Pat Cahill and Bill Morris were surfing in three-inch rubber and shivering through a Sydney cold snap when the call came through. Real Estate agent and good friend, Jason Boon, had been the beneficiary of a booming market and was eager to embrace the recently relaxed travel restrictions. Boony, as he’s known, makes bank but he’s a surfer at heart and is known for his generosity. He told his two friends he was happy to cover the room at Bobby’s G-Land camp.
Pat is a keen goofy footer who runs a boutique, eastern suburbs surf shop called Sunburnt Mess that specialises in retro-themed surf craft. He spends plenty of time with customers who like to fondle rails and talk about their surfing exploits, but sometimes he also needs to get a surfing fix. Bill is a retired 62-year-old retired fireman, and surf photographer who still lives to surf and shoot photos.
However, when Boony said he’d spot the trip they both still baulked. Pat was worried about time away from his young son while Bill was concerned he didn’t have the right boards. Then Boony dropped the clincher. “I’ll charter a chopper from Bali to fly us to G-Land.” He also said he’d lend Bill a 6’10” and 7’2” that were originally shaped for Owen Wright, but that Boony had acquired. The promise of a grand entry and boards got them over the line. How could they say no?
After flying to Bali and spending a day in Seminyak the trio joined another friend, Dave Horn, and were soon boarding a whirly-bird to G-Land. As the chopper has strict weight and size limits, the crew at Bobby’s surf camp had arranged for the freight of their boards to the camp the night before. Embracing the spontaneous spirit of their caper the four friends bought masks at a market en route to the helipad. Why not have a little fun?
Soon they were belted-up in beneath spinning blades, and brimming with excitement. “Everyone was pumped!” recalls Pat. “The helicopter was pretty new and the company was legit. There was safety briefings and all that kinda stuff which definitely calms the nerves… They are just inland from the tip of the Bukit so you take off and can see the massive statue and head out over Green Balls and out past Ulus, then over the Strait.”
According to Bill, the highlight was coming in low over the reef at G-Land. “He (the pilot) dropped down to 20 feet off the reef next to the jungle. It was like being in Apocalypse Now.” Even after two laps of the reef to take photos, the whole flight had taken them a mere twenty-one minutes from Bali. For Boony it felt worth every cent of the $3500 return fee he’d negotiated.

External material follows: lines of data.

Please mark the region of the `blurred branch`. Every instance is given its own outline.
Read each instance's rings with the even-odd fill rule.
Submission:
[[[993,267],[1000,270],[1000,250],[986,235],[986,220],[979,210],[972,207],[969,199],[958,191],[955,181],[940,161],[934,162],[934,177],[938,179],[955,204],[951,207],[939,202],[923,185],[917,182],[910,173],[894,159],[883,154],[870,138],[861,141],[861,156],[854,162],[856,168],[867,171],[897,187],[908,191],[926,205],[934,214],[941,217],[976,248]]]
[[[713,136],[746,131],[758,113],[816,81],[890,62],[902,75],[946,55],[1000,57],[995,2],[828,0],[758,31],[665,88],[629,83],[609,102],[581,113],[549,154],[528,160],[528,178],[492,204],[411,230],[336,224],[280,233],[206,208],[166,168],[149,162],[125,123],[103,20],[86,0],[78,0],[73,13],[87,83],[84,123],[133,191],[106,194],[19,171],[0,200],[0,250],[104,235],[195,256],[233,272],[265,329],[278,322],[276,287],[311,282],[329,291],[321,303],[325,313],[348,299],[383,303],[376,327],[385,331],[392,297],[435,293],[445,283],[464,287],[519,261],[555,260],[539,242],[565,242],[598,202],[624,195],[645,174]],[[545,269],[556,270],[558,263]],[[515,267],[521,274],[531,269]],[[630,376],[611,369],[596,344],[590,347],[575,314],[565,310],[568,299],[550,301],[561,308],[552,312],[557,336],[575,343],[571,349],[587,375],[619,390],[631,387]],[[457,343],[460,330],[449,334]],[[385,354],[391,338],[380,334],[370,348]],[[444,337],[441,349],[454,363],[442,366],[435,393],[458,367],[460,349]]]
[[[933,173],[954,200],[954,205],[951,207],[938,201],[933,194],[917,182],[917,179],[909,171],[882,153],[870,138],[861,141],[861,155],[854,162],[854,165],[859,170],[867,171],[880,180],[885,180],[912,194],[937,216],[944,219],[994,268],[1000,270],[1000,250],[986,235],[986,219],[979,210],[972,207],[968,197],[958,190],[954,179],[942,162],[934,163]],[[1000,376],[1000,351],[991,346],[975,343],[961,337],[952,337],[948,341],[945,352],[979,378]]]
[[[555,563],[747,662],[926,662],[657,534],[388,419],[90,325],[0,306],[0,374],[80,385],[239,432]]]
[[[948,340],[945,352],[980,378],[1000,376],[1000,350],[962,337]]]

The waves weren’t far away when they showed up. After a warm-up day at three-foot Money Trees they were soon enjoying a six-eight-foot swell that sent lines coiling all the way down the reef. While Pat put his 6’5” Christenson Lane Splitter to work at Money Trees, Boony and Bill drifted down to Speedies where Boony scored a couple of bombs amongst a competitive pack.

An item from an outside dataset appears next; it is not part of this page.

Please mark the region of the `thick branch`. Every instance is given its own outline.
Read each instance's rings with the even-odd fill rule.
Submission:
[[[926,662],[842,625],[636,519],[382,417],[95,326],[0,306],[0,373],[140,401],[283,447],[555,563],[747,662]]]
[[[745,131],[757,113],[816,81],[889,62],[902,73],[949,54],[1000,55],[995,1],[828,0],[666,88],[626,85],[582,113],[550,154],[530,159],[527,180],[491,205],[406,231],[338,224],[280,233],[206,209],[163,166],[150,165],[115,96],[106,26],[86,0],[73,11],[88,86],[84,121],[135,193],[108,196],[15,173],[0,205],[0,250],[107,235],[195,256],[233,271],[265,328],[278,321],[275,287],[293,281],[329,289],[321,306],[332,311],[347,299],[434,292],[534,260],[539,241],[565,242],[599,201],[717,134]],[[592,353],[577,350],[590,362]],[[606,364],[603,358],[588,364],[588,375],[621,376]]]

Asked if the fly-in fly-out tactics caused any friction with other guests, Pat was adamant that they were well received. “Ha, I thought that might happen but na, everyone was cool.”
Pat was however at pains to point out that the isolated, jungle-fringed setting at G-Land is still a great leveller. “You’ve gotta be cool in and out of the water. If you hassle or burn someone, then it’s going to be pretty awkward at dinner. Being out there in the jungle takes away all the ego.”
While Pat and Jason caught the chopper back and have since returned home, Bill is still at G-Land with his quiver of Owen Wright guns. “I was out there yesterday going mac ten on a 6’10,” he enthused. “It’s been pumping since I’ve been here,” insisted Bill, who was calling in from the jungle and intent on staying at least another week.